Primordial Avatars make mages question themselves through exploring their own lives, past or present. The purpose is to refine the parts of the mage that serve his higher nature, and work through the parts that don’t. Consider the mage as a child, riding in a car with his family up winding mountain roads; the Avatar could be forcing him to relive a family vacation from his childhood, forcing him to realize that it was his own childish rambunctiousness that led to the wreck that paralyzed and eventually killed his kid sister. Then the mage might be in the hospital room, with his parents at the rehab clinic, and eventually in her assisted living center. He has to accept his guilt and show remorse to win through.
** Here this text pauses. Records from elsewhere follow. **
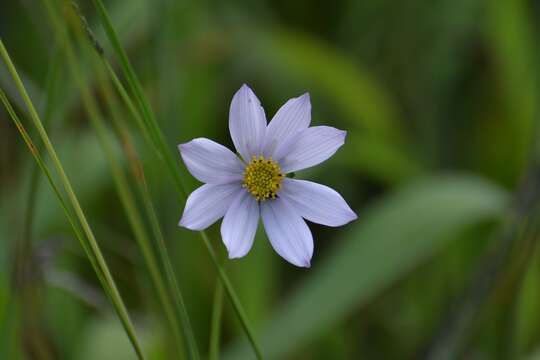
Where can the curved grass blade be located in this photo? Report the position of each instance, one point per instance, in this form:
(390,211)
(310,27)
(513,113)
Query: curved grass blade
(399,233)
(123,188)
(113,292)
(155,133)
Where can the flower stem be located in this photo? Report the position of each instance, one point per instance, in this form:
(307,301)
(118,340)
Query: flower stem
(215,330)
(93,246)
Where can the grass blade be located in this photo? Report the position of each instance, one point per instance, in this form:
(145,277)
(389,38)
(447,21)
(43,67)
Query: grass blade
(152,127)
(113,292)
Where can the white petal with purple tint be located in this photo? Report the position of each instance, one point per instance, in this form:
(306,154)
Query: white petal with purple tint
(309,147)
(287,231)
(240,224)
(211,162)
(207,204)
(317,203)
(247,123)
(293,116)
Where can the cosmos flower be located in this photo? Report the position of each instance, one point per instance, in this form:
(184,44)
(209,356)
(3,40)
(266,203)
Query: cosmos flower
(254,184)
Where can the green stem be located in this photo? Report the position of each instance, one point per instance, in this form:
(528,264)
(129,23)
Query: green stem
(138,174)
(121,183)
(215,330)
(92,242)
(152,127)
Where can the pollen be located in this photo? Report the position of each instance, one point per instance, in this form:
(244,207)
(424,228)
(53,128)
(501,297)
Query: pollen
(262,178)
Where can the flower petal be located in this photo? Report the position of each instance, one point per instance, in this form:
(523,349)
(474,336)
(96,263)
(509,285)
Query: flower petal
(207,204)
(317,203)
(240,224)
(287,231)
(293,116)
(211,162)
(247,123)
(309,147)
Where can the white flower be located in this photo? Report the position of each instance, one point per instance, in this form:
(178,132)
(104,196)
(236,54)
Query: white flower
(243,189)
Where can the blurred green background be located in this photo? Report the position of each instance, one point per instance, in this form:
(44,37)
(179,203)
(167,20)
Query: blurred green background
(440,100)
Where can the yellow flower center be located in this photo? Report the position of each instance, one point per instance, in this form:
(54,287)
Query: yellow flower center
(262,178)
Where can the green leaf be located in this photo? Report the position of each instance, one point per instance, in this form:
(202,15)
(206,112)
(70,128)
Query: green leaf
(385,243)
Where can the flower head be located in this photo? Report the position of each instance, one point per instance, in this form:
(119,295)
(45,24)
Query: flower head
(253,185)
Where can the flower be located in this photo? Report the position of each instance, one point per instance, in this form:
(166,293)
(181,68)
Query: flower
(254,184)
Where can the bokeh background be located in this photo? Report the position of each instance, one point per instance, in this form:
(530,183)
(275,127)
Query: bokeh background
(440,100)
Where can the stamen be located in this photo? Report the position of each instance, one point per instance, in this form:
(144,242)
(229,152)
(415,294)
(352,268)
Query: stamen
(262,178)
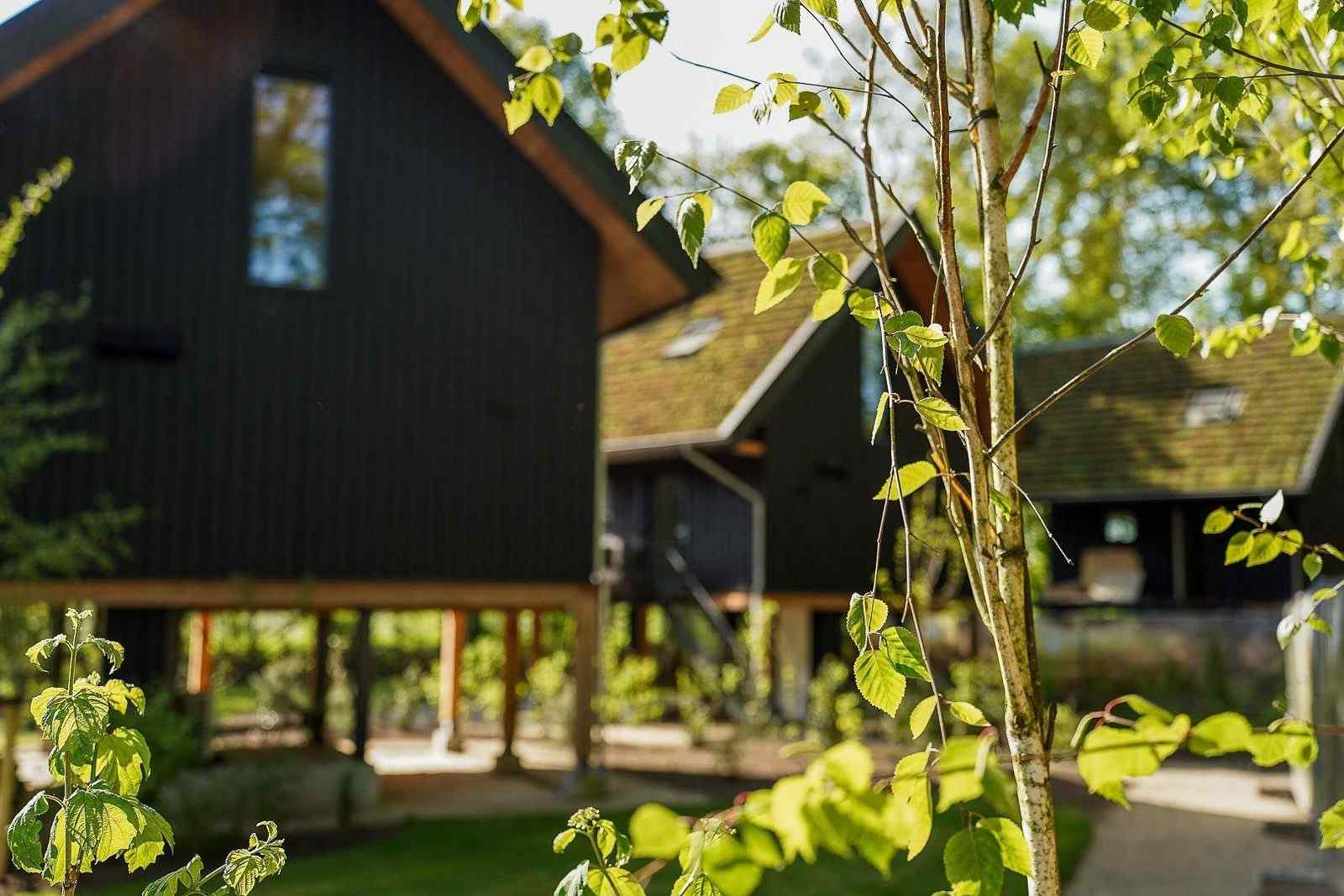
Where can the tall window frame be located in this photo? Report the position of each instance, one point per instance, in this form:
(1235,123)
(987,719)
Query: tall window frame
(291,181)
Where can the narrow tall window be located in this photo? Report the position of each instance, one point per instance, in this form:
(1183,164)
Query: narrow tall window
(291,140)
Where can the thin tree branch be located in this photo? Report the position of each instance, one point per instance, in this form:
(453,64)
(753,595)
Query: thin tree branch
(1057,89)
(1270,63)
(1189,300)
(1032,123)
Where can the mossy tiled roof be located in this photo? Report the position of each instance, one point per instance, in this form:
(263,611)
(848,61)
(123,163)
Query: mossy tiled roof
(1124,432)
(645,394)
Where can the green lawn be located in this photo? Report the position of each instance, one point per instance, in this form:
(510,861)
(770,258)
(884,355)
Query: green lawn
(512,857)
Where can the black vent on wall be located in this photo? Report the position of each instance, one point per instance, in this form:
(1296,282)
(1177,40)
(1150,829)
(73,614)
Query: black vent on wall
(143,342)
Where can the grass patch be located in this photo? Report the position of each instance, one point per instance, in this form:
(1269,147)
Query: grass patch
(512,856)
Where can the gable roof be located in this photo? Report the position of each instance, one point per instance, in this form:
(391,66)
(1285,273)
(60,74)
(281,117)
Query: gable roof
(654,403)
(638,275)
(1122,432)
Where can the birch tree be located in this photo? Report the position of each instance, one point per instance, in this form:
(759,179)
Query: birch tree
(1221,83)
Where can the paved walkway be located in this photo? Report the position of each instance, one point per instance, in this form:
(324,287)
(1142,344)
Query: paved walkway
(1198,831)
And Questing Avatars involve solving some, well, quest, usually in a rather orderly but new way. These ordeals usually will involve conquering something within the mage, externalizing it so it can be dealt with. Perhaps the bigoted mage finds herself walking the streets of the Warsaw ghetto at the initiation of Krystallnacht, and it is up to her to lead some Jewish women and their children out of the slaughter. Looking back at the troops, the character might see her own face peering out from under the brim of the SS officer’s cap.

Finally, make sure that the Seeking has a definite feel of closure to it. After he mage has been put through these emotional stresses, it’s important to make sure that the character sees a real and tangible symbol of success within the mindscape. He breaks the ribbon and finds himself clutching the Gold Medal while getting a drink at the original party, noticing for the first time that the other guests are not focusing on him after all. The cave opens up onto a ledge and she’s facing a view last seen in another life, gazing out at the Horizon Realm her last self designed. His sister smiles at him in forgiveness as she steps out of the wheelchair, takes a few tentative steps, spreads her wings and flies toward her reward. The children, having been led outside the ghetto, suddenly turn and embrace their savior. Always give the character the feeling that this positive end isn’t a reward; it’s a payment for services rendered, and best of all they were rendered to the character him or herself.

But what if the mage can’t overcome the obstacle, won’t face the limitation, chooses to ignore the stumbling block? Turn the vision around. The price of a failed Seeking is incalculably painful on the emotional scale, and it’s imperative that you bring that failure to the surface. He loses the race and everyone laughs at him. She panics in the caverns and runs away, then becomes pinned in a narrow tubule, trapped in darkness and unable to move. His sister dies painfully without ever speaking to him again, and his parents disown him. She stares down at the bodies of the children she failed as the Nazis congratulate her on her work. Make it real for the character, so that the next time the mage must face a Seeking it isn’t done easily or lightly.

Further advice can be found in The Bitter Road, a sourcebook for Mage: the Ascension table-top. Chapter 4: A Magical World, especially the boxed text entitled “Going With The Mindless Spirituality”, will provide insights into doing the Seeking up right. There are also hints and suggestions in the core TT rulebook and the Storyteller’s Companion. I heartily recommend all of the above to the serious and dedicated Mage Storyteller.

A final caveat here: there’s a fine line between challenging the beliefs of the character, and offending the beliefs of the player. Seekings can and should get emotionally charged for the character, but make certain that the issue you’re addressing isn’t going to cause emotional harm to the player. Know your players, know their characters, and most importantly know the difference. Do this, and Seekings in your Mage game will be intimate and intense, frightening and moving, and best of all remembered long after the character is retired.